Senftenberg. Bunt und schrill geht es zu im Senftenberger Kit Kat Klub. Daniel Ris liefert mit seinem Regieeinstand großartige, bis ins leise Detail stimmige, oft bedrückende Bilder. Im Broadway-Musical „Cabaret“ von Masteroff und Fred Ebb/John Kander, das 1966 seinen Siegeszug begann, stand der neue Lausitzer Intendant einst selbst in Berlin als Darsteller auf der Bühne. Es fließt aus ihm heraus – kraftvoll, lustvoll und beängstigend. Lange nicht war der „Tanz auf dem Vulkan“ so lebensnah wie im deutschen Heute.
Provokant schlängelt sich der korpulente Conférencier des Leon Haller durch die Bartische, denen die ersten Stuhlreihen weichen mussten. Im Lederwams und mit Netzstrümpfen bellt er das Programm hinaus, und sie sind wirklich schön! schön!, die Damen und Herren Helga, Lulu, Mausi und Frenchie, eingekaufte Tänzer feinsten Formats. Sonst bleibt alles vom Hause, auch die Attraktion des Klubs, deren Name allein schon Musical ist: Cassandra Emilienne. Die begabte, gut singende Schauspielabsolventin ist neu engagiert und berechtigt zu großen Erwartungen.
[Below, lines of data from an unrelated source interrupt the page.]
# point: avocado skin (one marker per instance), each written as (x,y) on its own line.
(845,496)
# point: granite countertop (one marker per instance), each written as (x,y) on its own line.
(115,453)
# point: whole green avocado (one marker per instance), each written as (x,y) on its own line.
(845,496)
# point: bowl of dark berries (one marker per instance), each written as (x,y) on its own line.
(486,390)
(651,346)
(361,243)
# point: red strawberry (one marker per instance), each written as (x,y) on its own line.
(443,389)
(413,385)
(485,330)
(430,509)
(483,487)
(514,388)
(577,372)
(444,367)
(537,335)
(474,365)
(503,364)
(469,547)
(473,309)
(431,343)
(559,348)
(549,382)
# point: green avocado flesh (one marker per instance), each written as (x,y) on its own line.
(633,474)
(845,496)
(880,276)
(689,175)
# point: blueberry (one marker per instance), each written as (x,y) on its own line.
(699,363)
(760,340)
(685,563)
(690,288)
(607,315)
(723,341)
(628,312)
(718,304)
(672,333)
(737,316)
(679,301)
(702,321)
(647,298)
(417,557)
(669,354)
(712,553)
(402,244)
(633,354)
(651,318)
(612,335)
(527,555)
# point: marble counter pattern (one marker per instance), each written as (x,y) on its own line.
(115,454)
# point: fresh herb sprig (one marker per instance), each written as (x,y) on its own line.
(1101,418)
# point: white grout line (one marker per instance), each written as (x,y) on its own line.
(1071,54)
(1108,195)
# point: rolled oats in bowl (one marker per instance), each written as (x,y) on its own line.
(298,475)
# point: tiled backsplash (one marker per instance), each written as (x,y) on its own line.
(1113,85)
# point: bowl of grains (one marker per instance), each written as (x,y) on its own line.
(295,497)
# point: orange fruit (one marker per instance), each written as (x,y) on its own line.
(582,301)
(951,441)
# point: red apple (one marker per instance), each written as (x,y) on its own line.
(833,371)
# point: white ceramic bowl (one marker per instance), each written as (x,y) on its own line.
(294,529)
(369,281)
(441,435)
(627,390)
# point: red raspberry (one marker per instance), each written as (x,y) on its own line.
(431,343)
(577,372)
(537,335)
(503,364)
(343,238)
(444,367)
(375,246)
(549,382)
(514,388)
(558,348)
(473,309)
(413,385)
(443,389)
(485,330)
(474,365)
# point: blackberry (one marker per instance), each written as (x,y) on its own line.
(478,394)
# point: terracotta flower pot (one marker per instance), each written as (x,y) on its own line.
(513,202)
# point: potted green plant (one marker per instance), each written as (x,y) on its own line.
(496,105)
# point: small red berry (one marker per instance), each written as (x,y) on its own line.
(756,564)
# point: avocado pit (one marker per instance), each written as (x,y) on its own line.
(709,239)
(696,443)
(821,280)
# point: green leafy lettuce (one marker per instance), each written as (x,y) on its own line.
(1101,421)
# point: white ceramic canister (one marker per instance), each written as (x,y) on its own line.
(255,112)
Hier im geilen Nacht-Berlin wirkt das Mädchen vom Lande aber befangen im Licht; nur schön zu sein, ist nicht erotisch genug in diesen Gangs.
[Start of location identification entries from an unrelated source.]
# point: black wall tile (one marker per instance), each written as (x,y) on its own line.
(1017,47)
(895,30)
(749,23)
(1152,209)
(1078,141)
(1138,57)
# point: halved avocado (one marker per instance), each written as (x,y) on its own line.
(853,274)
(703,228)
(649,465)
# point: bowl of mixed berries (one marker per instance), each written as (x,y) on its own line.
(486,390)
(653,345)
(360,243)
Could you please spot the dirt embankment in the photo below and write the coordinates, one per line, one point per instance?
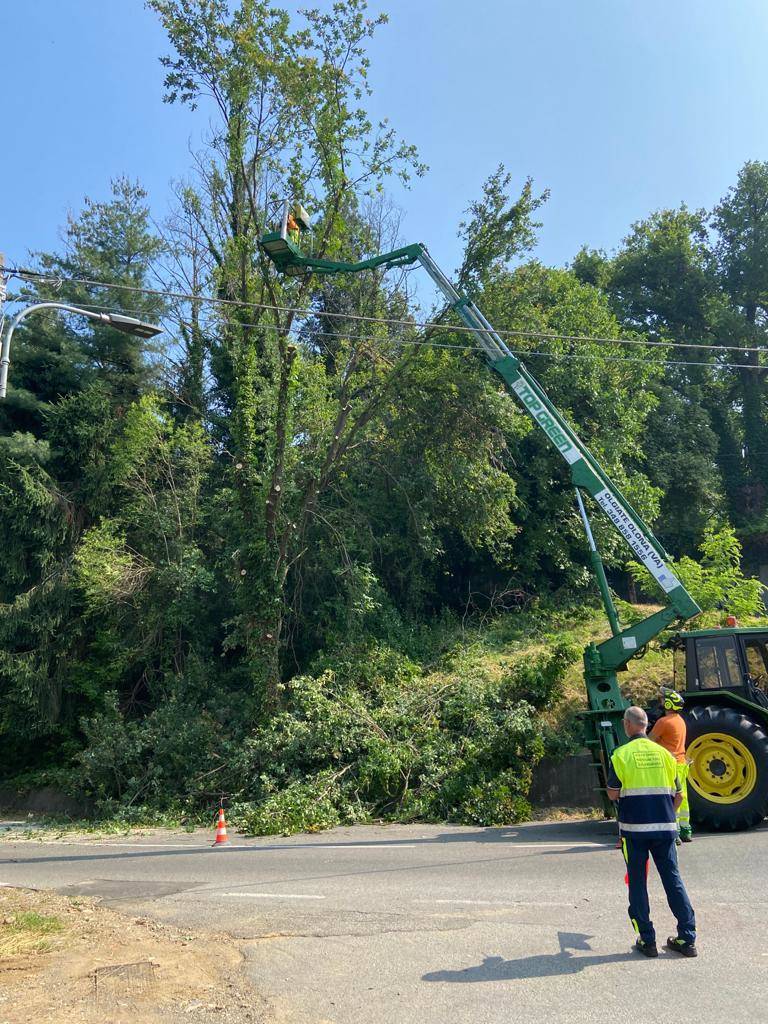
(67, 960)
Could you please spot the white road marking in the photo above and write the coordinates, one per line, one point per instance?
(108, 844)
(273, 895)
(494, 902)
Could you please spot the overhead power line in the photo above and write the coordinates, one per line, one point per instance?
(525, 352)
(305, 312)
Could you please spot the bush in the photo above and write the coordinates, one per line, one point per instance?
(378, 739)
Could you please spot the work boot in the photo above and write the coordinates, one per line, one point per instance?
(646, 948)
(676, 945)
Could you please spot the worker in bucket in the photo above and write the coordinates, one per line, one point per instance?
(294, 231)
(643, 778)
(670, 732)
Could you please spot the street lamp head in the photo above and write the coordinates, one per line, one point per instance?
(129, 325)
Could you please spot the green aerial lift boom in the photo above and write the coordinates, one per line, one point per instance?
(603, 660)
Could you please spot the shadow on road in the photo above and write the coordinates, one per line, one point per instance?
(543, 966)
Verwundert kommt der Clifford Brad-shaw des Robert Eder in diese Metropole, und er zieht am Ende fassungslos von dannen. Gänzlich schmerzfrei spielt Eder diese Schlüsselfigur eines Weltdramas, das zudem in sparsamsten Strichen ein tragisches Liebespaar zeichnet: Fräulein Schneider, die Zimmervermieterin (Christina Dom knabbert arg an den Gesängen) und der Gemüsehändler Schulz (Daniel Borgwardt, sehr überzeugend), dem weder der Pflasterstein, der in seinen Laden knallt, noch das bedrohliche „Der morgige Tag“ die Gefahr erkennen lassen, die das Kreuz-Monster für den Gelben Stern bedeutet. Das Orchester im nebligen Dunkel ganz hinten führt die Stimmung in jedem Moment. Genial. Doch es bleibt nur ein Rat am Schluss: Sag Adieu zu Berlin! Doch komm zu „Cabaret“ in Senftenberg. Termine: 10.02., 11.02. und 25.2. J.Hnr.